As for other stuff mentioned. I shrug my shoulders and stick my hands out because purely and simply I don't know. Nor do I think anyone can really claim to have a solid answer to it all who isn't in the inner workings. Problem is the inner workings seem to be more dedicated to trying to convince us what we're watching is fantastic rather than actually making it fantastic. PR over substance.
 
It's interesting to hear the dominance of Ferrari in the early 00s and Red Bull in the early teenies called the dark days.

they were the dark days & dont get me wrong in my post im every bit as scathing comparing this to the them days but I dont blame Mercedes they arent ones making the rules
 
vintly Great footage :thumbsup: thanks for sharing that. It sort of shows Seb almost backing right out of it, compared to the other cars he seems to pretty much stop. I'm not sure whether he should have done that or pushed on, if he had there could well have been contact I guess and it was better to survive and fight on later.
 
I think there are 7 drivers on the grid who would be winning like Hamilton is but I'm not sure about achieving the level of dominance. Hamilton's consistency and form over last 12 months or more is hard to argue with. Yes I know a lack of pressure probably helps but still wouldn't get against him currently.

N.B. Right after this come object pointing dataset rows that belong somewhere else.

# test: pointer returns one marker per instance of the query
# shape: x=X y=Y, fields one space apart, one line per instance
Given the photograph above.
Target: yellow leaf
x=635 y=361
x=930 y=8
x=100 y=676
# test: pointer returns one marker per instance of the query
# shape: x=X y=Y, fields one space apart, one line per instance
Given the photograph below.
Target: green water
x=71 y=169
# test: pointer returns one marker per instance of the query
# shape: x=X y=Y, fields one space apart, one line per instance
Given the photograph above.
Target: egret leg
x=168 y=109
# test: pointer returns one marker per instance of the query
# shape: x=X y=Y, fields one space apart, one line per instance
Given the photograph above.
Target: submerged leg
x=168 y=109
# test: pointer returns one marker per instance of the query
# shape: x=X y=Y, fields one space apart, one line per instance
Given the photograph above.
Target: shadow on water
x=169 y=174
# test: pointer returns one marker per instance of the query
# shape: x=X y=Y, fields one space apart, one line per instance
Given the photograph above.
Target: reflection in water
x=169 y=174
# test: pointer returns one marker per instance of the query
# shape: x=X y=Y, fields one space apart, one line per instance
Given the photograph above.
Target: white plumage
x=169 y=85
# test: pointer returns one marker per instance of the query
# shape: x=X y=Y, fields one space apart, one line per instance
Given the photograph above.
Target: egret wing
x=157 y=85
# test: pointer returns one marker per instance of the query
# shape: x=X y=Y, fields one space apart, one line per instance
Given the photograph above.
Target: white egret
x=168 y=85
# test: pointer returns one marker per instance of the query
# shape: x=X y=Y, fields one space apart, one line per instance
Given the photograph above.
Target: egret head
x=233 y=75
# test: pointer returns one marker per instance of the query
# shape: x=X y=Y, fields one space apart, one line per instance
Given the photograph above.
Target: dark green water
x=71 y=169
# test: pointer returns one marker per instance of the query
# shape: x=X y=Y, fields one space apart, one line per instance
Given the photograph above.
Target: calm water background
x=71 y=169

As for other stuff mentioned. I shrug my shoulders and stick my hands out because purely and simply I don't know. Nor do I think anyone can really claim to have a solid answer to it all who isn't in the inner workings. Problem is the inner workings seem to be more dedicated to trying to convince us what we're watching is fantastic rather than actually making it fantastic. PR over substance.

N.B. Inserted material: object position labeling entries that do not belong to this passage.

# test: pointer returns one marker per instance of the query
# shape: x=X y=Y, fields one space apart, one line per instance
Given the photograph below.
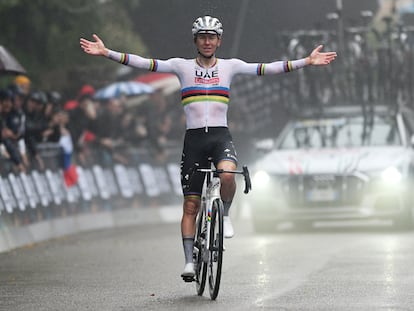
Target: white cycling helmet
x=207 y=24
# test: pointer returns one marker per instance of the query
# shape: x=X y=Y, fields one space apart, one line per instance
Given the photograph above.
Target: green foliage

I beg to disagree. Comparing hybrid era with any "dynasties" of the past is totally off the mark. (Subject already has been discussed on this forum.)

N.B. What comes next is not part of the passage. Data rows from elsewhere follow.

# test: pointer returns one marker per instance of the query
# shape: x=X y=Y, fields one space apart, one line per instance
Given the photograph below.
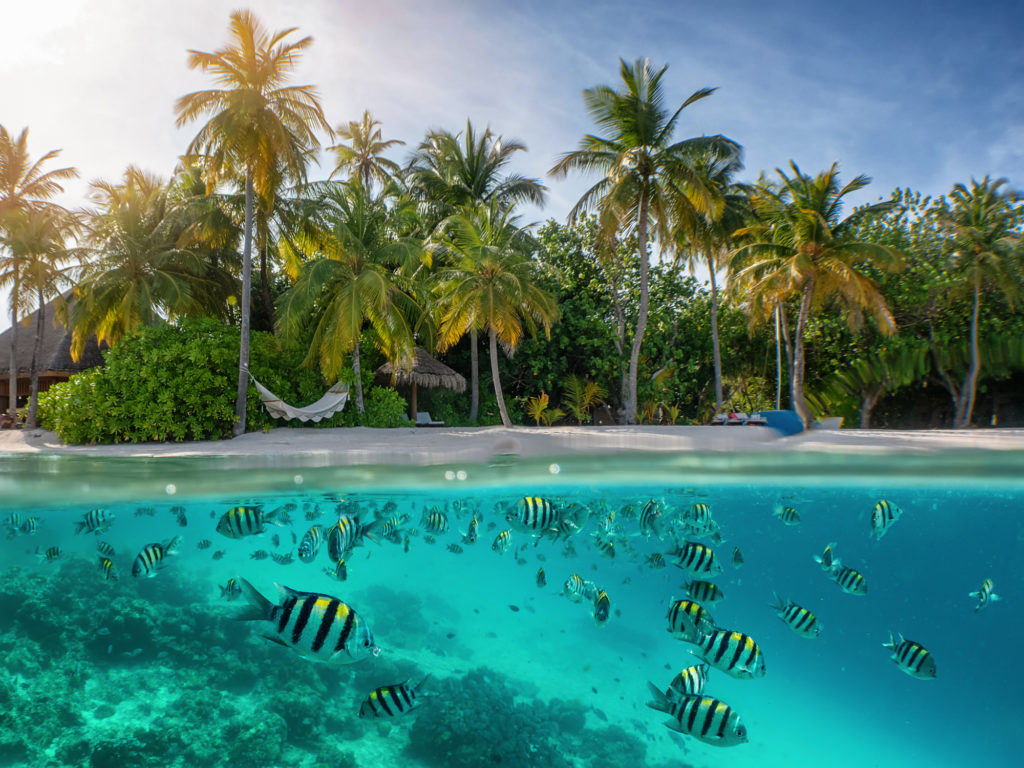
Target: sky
x=919 y=94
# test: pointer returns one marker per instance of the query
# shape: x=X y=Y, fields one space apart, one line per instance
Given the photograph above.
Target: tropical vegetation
x=675 y=290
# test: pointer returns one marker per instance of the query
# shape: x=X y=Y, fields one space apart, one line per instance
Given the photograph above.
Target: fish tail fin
x=659 y=700
x=259 y=607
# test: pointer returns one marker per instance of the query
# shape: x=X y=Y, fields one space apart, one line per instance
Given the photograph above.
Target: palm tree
x=708 y=240
x=801 y=247
x=135 y=271
x=452 y=171
x=258 y=125
x=38 y=239
x=361 y=158
x=354 y=275
x=984 y=228
x=648 y=183
x=491 y=285
x=24 y=185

People who are working (or worked) in industrial operations have pretty accurate, even if not direct, understanding how a car (here a prototype) is made, how long it takes, and what it takes. It might be a black box to an outsider, but not to everyone who is outside of the paddock. Normative references and product development with testing is pretty much rudimentary science in ENG101. F1 is no different. This is not just an empty whistling into wind. Some fans understand advantage Mercedes holds over its competitors, and it is not level playing field on technical side as far as this fan is concerned. (Internat budget is again something else, but that's in my mind secondary factor.)